Yixianopterus Temporal range: Early Cretaceous, 124.6 Ma PreꞒ Ꞓ O S D C P T J K Pg N

Scientific classification
- Kingdom: Animalia
- Phylum: Chordata
- Class: Reptilia
- Order: †Pterosauria
- Suborder: †Pterodactyloidea
- Clade: †Istiodactyliformes
- Genus: †Yixianopterus Lü et al., 2006
- Type species: †Yixianopterus jingangshanensis Lü et al., 2006

= Yixianopterus =

Genus of pteranodontoid pterosaur from the Early Cretaceous

Yixianopterus is a pterodactyloid pterosaur genus from the Barremian-Aptian-age Lower Cretaceous Yixian Formation of Liaoning, China. It is known from a single specimen, holotype JZMP-V-12, housed at the Benxi Geological Museum. This specimen was modified before acquisition, with much of the skull being fabricated. The Jinggangshan bedding in which the specimen was found is basaltic with siliciclastic sediments. Many organisms associated with this layer of the Yixian Formation are aquatic, indicating a marine environment with much volcanic activity.

==Classification==
Lü et al. (2006) assigned Yixianopterus to the Lophocratian family Lonchodectidae based on dental characters, and ratio comparisons between wing phalanx I and II, metacarpal IV, and ulna. This specimen was classified it as the first Asian representative of Lonchodectidae. Martill (2011) considered it potentially related to his new taxon Unwindia, and Witton (2013) assigned it to the family Ornithocheiridae.

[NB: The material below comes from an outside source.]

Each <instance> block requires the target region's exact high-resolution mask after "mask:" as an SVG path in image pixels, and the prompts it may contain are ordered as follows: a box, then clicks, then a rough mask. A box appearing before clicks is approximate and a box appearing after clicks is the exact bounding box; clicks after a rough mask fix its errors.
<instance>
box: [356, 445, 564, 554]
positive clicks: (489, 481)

A reappraisal of the holotype specimen and phylogenetic analysis by Jiang et al. (2020) recovered Yixianopterus as a basal member of the clade Istiodactyliformes:

== Holotype JZMP-V-12 ==
Holotype JZMP-V-12 was discovered within the Jinggangshan bedding, the uppermost layer of the Yixian Formation. Many Jehol Biota associated with the Jinggangshan bedding are fish, ephemerid, and plant fragments. The holotype found contained fragmented segments leading to its classification as a new genus and species of flying reptile from the Early Cretaceous. Preserved segments include the right forelimb, a foot, and teeth.

The recovered right forelimb segment contained two broad, thin plates each measuring 35 cm x 35 cm x 2 cm. The conditions under which the holotype was preserved crushed the ends of the right humerus, but what remains is 101.6 mm long. The deltopectoral crest of the upper humerus, extending a quarter of the length (25.38mm), characterized the specimen as belonging to Pteranodontoidea.

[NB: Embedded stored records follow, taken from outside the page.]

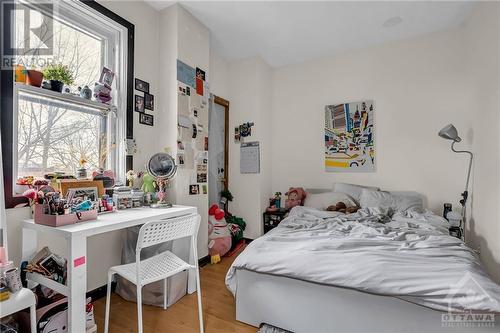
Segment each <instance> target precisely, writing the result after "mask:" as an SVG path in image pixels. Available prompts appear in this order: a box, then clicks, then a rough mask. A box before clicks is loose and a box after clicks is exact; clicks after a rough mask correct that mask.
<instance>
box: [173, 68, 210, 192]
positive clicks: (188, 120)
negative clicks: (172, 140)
mask: <svg viewBox="0 0 500 333" xmlns="http://www.w3.org/2000/svg"><path fill="white" fill-rule="evenodd" d="M177 81H178V91H177V93H178V115H177V116H178V123H177V129H178V135H177V164H178V166H179V168H182V169H185V170H189V171H190V172H189V173H190V177H191V179H190V185H189V188H188V193H189V195H199V194H207V193H208V186H207V183H208V144H209V142H208V99H209V89H208V84H207V82H206V73H205V71H204V70H202V69H200V68H198V67H196V68H194V67H191V66H189V65H187V64H186V63H184V62H182V61H181V60H177Z"/></svg>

The foot of holotype JZMP-V-12 was found in a well-preserved condition. Metatarsal III is 28.19mm long while what was preserved of the tibia is 102.63 mm in length. Kellner et al. (2019) identified the ratio as less than 27.5%, a typical characteristic of the clade Ornithocheiroidea.

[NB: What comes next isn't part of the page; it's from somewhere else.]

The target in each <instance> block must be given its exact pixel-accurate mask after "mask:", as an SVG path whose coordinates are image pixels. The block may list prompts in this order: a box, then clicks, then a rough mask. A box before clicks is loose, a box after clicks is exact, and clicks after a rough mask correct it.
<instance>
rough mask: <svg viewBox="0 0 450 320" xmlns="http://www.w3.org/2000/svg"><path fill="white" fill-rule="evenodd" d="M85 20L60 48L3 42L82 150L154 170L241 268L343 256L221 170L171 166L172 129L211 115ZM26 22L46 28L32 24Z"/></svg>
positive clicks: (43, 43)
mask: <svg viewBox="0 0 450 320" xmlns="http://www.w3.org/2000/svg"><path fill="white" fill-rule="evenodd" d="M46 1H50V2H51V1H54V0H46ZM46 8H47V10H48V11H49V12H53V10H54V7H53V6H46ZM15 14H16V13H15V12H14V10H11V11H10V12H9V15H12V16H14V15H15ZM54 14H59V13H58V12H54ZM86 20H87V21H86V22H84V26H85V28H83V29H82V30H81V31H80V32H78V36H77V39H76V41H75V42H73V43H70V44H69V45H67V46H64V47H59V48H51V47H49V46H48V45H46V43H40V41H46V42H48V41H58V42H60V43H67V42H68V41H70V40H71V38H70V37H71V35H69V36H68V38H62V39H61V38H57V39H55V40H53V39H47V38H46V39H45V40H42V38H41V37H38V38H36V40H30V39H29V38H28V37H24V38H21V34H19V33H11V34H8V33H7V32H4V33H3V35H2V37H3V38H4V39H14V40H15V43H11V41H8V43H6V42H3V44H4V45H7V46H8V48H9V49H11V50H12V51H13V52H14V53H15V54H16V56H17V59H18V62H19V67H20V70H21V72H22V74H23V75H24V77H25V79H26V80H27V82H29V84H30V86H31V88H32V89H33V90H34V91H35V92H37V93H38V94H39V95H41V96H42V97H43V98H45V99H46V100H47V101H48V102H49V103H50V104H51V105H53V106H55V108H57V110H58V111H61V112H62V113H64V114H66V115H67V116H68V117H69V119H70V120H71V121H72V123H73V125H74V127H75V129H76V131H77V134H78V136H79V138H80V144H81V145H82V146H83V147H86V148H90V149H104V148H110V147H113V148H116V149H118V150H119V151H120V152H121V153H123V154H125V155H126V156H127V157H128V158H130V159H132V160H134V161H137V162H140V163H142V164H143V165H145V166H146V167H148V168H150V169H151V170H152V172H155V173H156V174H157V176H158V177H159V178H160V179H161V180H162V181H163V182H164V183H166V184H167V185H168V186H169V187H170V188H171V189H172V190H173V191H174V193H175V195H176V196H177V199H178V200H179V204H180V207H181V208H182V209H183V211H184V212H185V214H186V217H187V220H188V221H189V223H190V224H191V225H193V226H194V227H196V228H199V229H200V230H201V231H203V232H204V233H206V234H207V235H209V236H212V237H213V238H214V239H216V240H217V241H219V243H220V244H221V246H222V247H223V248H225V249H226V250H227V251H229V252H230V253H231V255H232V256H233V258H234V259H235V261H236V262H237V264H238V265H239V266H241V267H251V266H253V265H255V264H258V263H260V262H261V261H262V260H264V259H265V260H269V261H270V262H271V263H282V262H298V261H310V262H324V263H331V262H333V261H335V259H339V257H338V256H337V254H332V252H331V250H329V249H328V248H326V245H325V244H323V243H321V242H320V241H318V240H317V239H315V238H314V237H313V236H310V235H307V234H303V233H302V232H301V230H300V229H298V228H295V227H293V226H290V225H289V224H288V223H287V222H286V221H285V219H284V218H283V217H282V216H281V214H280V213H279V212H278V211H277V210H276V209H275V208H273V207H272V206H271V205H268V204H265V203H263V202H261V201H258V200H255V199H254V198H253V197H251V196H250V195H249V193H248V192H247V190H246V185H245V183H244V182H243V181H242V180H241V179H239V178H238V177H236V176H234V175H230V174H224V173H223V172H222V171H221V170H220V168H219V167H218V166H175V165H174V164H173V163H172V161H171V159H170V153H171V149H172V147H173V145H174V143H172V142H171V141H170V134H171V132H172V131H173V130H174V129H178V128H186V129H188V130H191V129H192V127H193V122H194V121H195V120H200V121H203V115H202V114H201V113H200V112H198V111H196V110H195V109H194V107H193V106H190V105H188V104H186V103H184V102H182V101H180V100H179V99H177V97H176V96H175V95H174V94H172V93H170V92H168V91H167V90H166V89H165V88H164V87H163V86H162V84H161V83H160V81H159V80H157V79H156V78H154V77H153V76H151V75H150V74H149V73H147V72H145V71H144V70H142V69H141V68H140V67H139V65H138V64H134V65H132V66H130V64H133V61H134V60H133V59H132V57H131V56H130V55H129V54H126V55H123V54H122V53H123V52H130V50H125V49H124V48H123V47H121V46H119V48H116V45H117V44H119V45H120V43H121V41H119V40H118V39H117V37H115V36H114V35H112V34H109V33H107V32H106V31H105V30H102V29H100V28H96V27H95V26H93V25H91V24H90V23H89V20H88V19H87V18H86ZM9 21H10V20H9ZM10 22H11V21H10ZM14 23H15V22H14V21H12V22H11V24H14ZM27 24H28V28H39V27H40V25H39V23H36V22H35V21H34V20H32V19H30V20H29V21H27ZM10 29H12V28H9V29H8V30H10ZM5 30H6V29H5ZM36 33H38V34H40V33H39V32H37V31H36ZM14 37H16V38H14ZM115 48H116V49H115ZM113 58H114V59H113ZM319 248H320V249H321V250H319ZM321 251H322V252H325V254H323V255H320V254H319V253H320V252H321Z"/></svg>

Lü et al. (2006) identified the ratios between wing phalanx I and II, wing phalanx I and metacarpal IV, and metacarpal IV and ulna, as being unique to Yixianopterus'.

Lü et al. (2006) noted that the teeth of the specimen were subequal with diastema increasing posteriorly. Kellner et al. (2019) identified the triangular and labiolingually compressed teeth as a characteristic of Pteranodontoidea. The front two incisors are particularly more slender and longer than the rest.

An outline of the head preserved within the sediment showed a dorsal inclination. This would indicate that the shape of the skull is rather narrow where the mouth opening is, with the majority of the skull surrounding the brain.